Incident - Connection Failure
Date | August 5, 2020 |
Description | Customers were unable to connect to Silo |
Duration | Approximately 49 minutes (5:44 AM to 6:33 AM PT) |
Affected components | Web Client and Installed Clients |
Affected customers | Any customer trying to establish a new session. |
Root cause analysis | A failure in our firewall automation applied an incorrect set of rules making some of our internal systems unable to communicate with each other. |
Event Log
08/05/2020 -- 05:44 AM PT: Authentic8’s Site Reliability team received multiple alerts for Silo app servers across multiple regions.
08/05/2020 -- 05:46 AM PT: Site Reliability team began investigating; confirmed connection failure to multiple services.
08/05/2020 -- 06:33 AM PT: Site Reliability team restored thick client service by rebuilding firewall rules.
08/05/2020 -- 07:02 AM PT: Site Reliability team restored web client service in most locations by rebuilding firewall rules. Our London and Tokyo locations experienced further service interruption.
08/05/2020 -- 08:00 AM PT: Site Reliability team restored services for ALL Silo server roles.

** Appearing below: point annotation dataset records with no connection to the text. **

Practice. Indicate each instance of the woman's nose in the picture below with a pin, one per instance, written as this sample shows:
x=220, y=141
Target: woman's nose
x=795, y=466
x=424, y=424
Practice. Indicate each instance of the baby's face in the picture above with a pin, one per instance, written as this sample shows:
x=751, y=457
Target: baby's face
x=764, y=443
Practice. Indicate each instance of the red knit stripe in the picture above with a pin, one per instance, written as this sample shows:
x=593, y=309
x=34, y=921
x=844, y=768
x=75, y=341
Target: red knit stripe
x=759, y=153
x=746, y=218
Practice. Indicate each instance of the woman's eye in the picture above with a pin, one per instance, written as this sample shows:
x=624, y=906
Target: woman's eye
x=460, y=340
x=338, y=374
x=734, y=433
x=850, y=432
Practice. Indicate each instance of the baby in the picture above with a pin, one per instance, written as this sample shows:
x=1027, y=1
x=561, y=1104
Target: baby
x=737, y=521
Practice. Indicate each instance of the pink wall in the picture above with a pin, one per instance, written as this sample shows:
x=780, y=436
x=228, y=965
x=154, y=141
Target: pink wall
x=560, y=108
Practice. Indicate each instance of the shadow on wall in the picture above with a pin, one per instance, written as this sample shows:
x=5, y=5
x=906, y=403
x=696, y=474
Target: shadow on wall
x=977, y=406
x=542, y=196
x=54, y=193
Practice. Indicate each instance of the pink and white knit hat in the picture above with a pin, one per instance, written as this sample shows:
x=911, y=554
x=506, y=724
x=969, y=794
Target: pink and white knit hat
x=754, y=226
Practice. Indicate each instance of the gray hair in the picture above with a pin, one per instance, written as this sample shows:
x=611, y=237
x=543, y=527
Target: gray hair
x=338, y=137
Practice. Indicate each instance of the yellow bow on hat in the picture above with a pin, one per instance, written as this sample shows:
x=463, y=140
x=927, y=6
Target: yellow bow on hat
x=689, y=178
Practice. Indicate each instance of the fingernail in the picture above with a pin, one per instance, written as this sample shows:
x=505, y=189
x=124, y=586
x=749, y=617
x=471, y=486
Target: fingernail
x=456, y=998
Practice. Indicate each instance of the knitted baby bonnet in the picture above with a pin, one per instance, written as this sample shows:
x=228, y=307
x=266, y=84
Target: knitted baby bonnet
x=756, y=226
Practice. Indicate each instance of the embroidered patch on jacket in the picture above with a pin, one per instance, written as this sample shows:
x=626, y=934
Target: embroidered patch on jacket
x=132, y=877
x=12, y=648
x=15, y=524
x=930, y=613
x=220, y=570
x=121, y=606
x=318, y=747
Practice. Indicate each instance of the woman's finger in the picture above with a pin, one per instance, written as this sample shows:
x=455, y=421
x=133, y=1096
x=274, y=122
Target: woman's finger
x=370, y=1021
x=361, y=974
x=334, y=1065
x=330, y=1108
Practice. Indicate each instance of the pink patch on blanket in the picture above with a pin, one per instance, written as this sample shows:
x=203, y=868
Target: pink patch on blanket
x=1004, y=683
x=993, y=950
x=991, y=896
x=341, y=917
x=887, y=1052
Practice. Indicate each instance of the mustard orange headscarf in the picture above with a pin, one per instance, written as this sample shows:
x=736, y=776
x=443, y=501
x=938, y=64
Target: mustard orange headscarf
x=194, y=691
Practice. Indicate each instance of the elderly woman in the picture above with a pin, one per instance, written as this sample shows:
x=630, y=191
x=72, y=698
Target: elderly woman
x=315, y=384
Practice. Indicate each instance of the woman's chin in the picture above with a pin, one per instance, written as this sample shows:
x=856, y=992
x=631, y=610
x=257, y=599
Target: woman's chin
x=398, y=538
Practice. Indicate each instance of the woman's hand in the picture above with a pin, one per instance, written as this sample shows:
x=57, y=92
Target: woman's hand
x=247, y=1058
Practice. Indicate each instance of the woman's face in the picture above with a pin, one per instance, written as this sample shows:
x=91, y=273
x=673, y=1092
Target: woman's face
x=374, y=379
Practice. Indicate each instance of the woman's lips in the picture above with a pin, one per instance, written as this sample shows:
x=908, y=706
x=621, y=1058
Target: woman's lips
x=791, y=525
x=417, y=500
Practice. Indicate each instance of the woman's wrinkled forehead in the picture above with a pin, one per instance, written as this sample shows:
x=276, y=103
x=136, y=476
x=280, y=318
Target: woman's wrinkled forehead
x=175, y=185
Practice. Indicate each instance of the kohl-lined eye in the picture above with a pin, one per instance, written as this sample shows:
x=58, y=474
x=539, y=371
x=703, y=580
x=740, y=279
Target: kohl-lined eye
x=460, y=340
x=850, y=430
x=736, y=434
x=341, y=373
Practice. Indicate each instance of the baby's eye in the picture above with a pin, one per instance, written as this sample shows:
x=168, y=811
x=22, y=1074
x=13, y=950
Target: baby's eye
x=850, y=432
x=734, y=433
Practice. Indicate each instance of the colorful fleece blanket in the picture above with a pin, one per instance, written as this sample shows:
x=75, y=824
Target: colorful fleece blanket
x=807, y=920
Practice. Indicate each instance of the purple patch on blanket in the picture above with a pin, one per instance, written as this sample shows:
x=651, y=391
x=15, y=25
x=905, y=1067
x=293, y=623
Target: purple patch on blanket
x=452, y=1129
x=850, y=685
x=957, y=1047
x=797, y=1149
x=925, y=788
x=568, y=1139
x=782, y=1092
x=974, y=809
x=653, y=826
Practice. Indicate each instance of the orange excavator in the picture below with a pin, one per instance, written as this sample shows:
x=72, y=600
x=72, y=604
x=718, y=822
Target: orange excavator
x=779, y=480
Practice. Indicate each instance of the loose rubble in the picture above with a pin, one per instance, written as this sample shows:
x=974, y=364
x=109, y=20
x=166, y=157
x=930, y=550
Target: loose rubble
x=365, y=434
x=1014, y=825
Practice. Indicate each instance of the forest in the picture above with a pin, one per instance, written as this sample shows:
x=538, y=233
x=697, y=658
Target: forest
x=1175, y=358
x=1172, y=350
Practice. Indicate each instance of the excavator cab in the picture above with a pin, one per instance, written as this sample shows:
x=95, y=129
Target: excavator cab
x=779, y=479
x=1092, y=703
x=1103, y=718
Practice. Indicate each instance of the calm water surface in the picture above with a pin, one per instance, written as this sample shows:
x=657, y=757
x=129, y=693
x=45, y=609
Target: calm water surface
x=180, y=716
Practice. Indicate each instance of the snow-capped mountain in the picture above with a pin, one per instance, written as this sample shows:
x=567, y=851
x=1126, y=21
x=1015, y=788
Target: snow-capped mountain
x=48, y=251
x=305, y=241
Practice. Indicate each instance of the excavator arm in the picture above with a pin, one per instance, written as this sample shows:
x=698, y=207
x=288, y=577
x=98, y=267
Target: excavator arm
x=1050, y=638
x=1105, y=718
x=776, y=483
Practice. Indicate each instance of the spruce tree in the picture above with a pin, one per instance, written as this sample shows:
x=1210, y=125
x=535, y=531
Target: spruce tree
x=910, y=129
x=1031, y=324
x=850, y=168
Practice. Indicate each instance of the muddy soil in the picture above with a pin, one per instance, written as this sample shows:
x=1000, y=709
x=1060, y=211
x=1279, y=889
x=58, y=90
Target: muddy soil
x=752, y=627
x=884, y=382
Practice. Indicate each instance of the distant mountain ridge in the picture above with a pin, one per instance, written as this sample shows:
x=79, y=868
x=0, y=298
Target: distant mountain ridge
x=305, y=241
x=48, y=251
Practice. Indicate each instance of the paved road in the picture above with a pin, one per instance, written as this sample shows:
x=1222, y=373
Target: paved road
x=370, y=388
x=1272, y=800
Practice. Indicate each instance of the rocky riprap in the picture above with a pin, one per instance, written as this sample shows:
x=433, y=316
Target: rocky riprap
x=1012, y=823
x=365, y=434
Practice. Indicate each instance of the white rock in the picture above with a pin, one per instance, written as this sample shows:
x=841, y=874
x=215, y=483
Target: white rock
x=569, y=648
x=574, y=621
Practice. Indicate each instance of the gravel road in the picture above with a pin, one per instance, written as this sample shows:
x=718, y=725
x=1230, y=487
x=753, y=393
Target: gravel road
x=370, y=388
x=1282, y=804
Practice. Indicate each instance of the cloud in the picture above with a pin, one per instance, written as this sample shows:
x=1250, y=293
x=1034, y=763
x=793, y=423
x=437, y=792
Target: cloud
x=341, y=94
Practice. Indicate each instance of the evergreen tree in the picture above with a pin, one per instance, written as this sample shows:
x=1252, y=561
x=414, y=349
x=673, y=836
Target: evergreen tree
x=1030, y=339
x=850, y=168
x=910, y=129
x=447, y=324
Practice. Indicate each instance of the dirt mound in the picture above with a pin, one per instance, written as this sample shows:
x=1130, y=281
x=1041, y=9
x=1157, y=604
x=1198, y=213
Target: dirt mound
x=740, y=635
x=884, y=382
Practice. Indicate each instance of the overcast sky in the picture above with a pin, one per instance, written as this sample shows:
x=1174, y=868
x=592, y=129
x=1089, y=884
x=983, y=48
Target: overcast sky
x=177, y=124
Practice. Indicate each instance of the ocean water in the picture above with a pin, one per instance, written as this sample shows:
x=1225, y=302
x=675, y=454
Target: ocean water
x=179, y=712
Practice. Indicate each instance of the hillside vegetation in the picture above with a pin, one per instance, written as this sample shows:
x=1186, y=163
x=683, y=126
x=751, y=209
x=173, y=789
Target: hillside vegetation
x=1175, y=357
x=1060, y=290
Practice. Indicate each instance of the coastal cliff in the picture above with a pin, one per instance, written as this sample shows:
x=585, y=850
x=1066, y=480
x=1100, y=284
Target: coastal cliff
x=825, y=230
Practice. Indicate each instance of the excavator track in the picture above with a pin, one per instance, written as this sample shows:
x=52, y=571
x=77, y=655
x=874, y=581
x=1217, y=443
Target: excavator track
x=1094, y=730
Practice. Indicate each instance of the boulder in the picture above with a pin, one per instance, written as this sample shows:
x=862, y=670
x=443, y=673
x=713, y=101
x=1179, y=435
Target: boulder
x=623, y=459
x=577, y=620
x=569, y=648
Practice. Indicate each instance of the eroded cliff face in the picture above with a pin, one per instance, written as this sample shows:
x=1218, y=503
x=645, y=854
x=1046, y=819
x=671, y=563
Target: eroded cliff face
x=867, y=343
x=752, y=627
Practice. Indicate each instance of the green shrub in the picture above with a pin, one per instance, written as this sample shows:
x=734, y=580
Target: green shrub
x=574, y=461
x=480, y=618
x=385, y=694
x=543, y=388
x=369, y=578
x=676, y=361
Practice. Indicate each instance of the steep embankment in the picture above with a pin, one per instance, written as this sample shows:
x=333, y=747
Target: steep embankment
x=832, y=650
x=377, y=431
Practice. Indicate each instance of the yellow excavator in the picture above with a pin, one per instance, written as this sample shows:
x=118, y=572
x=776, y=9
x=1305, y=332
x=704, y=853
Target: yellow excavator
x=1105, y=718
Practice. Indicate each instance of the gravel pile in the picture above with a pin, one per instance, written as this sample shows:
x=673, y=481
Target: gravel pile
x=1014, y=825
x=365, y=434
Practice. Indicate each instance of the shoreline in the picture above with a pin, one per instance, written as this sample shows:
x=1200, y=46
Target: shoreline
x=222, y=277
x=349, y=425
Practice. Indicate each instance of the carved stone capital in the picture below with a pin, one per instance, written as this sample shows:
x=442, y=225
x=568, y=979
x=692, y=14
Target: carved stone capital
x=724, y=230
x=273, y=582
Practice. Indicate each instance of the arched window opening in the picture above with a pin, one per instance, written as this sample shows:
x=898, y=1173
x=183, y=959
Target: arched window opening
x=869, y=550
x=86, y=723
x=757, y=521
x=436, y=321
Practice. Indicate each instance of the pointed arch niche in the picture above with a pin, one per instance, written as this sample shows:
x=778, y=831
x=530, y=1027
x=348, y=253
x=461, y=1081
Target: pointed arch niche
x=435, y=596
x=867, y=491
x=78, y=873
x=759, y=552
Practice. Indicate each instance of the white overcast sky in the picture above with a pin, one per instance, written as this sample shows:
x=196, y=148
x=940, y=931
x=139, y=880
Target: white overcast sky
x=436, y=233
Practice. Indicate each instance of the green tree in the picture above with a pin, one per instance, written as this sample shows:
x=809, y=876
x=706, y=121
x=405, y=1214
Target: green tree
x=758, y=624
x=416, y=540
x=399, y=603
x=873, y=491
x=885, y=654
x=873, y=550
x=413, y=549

08/05/2020 -- 11:51 AM PT: Web Client endpoint was restored for London and Tokyo locations.
Resolution
Our Site Reliability team manually recreated the firewall rules on all affected servers in order to quickly restore Silo connections. The expired certificate was updated on the affected infrastructure to fix the condition that had caused our automation to fail in this way.
Moving Forward
Authentic8 has updated the infrastructure automation that allowed this mis-configuration and has implemented redundant monitoring to provide multiple methods of assessing the server health. In addition improvements are being made to improve the instrumentation and data from the product itself to help further improve the identification of incidents in the future.